An important part of our analysis is the reconstruction of the program's control flow. When operating on the complete binary, the analysis does not scale well for large programs. Therefore, the binary is broken into smaller regions (i.e., functions) that can be analyzed consecutively. This results in a run-time overhead of the disassembly process that is linear in the number of instructions (roughly, the size of the code segment).
A straightforward approach to obtain a function's start addresses is to extract the targets of call instructions. When a linker generates an ordinary executable, the targets of calls to functions located in the binary's text segment are bound to the actual addresses of these functions. Given the call targets and assuming that most functions are actually referenced from others within the binary, one can obtain a fairly complete set of function start addresses. Unfortunately, this approach has two drawbacks. One problem is that this method requires that the call instructions are already identified. As the objective of our disassembler is precisely to provide that kind of information, the call instructions are not available at this point. Another problem is that an obfuscator can redirect all calls to a single branching function that transfers control to the appropriate targets. This technique changes all call targets to a single address, thus removing information necessary to identify functions.
We use a heuristic to locate function start addresses. This is done by searching the binary for byte sequences that implement typical function prologs. When a function is called, the first few instructions usually set up a new stack frame. This frame is required to make room for local variables and to be able restore the stack to its initial state when the function returns. In the current implementation, we scan the binary for byte sequences that represent instructions that push the frame pointer onto the stack and instructions that increase the size of the stack by decreasing the value of the stack pointer. The technique works very well for regular binaries and also for the obfuscated binaries used in our experiments. The reason is that the used obfuscation tool [13] does not attempt to hide function prologs. It is certainly possible to extend the obfuscator to conceal the function prolog. In this case, our function identification technique might require changes, possible using tool-specific knowledge.

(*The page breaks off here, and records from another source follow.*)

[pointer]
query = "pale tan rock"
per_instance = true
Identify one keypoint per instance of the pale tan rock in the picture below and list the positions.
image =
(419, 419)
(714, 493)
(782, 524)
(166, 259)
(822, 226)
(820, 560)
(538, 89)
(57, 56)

Note that the partitioning of the binary into functions is mainly done for performance reasons, and it is not crucial for the quality of the results that all functions are correctly identified. When the start point of a function is missed, later analysis simply has to deal with one larger region of code instead of two separate smaller parts. When a sequence of instructions within a function is misinterpreted as a function prolog, two parts of a single function are analyzed individually. This could lead to less accurate results when some intra-procedural jumps are interpreted as inter-procedural, making it harder to reconstruct the intra-procedural control flow graph as discussed in the following section.